Si può fare questo gratin senza burro?
Sì, sostituite il burro con un cucchiaino di olio di cocco, margarina vegetale o semplicemente omettetelo. Il risultato sarà un po’ meno rotondo, ma i frutti rimarranno morbidi e saporiti.
Gratin di frutta con mela, pera e banana
Francese
Dessert
Un dessert quotidiano semplice e veloce, con frutta morbida, un succo leggermente caramellato e una superficie dorata al forno.
Ingredienti
- 2 banane mature
- 1 mela
- 1 pera
- 20g burro dolce o margarina vegetale
- 20g mandorle a lamelle
- 1 cucchiaio miele o zucchero di canna
- 1/2 cucchiaino cannella in polvere
- 1 cucchiaino succo di limone
Istruzioni
- 1Preriscaldare il forno a 180°C.
- 2Sbucciare le banane, la mela e la pera. Eliminare il torsolo della mela e della pera.
- 3Tagliare i frutti a pezzi regolari e metterli in una pirofila leggermente imburrata.
- 4Aggiungere il succo di limone, la cannella e il miele o lo zucchero di canna. Mescolare delicatamente per rivestire i frutti senza schiacciarli.
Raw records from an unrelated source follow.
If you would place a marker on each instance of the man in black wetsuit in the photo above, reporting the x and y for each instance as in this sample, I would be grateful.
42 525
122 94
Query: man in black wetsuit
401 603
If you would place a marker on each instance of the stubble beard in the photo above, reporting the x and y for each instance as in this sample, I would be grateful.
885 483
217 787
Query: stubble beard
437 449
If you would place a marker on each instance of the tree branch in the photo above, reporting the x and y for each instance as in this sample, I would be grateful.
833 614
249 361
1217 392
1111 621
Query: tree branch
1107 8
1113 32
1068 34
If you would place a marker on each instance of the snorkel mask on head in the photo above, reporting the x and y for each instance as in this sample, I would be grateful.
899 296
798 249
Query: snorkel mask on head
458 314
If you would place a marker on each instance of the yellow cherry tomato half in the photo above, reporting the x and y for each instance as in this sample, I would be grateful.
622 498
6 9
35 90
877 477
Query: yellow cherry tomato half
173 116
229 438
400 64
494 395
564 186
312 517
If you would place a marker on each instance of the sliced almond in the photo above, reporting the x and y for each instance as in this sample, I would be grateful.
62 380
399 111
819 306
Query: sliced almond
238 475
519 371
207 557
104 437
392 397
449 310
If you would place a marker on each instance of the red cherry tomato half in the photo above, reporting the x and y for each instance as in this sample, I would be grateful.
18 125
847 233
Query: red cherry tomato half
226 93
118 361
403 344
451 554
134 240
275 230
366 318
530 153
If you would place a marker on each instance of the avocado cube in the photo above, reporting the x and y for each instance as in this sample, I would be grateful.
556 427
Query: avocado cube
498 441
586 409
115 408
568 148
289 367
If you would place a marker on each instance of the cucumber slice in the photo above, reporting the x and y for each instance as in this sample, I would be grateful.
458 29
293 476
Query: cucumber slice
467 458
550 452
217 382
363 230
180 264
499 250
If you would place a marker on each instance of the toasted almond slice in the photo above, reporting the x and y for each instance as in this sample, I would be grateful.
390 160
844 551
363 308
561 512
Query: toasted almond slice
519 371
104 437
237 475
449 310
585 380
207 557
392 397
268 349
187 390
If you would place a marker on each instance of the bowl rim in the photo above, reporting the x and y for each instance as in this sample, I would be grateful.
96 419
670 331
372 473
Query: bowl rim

- 5Distribuire il burro a pezzetti sulla superficie, quindi cospargere con le mandorle a lamelle.
- 6Infornare per 20 minuti, fino a quando i frutti sono teneri, il succo leggermente sciropposo e la superficie dorata.
- 7Lasciare riposare 5 minuti prima di servire tiepido.
Note
• Per una versione senza burro, utilizzate olio di cocco o margarina vegetale.
• Se le banane sono molto mature, riducete o eliminate il miele.
• Servite con yogurt bianco, ricotta o una pallina di gelato alla vaniglia per un contrasto caldo-freddo.
• Gli avanzi si conservano 24 ore in frigorifero e si riscaldano delicatamente al forno o al microonde.
Valori nutrizionali (per porzione, stimati)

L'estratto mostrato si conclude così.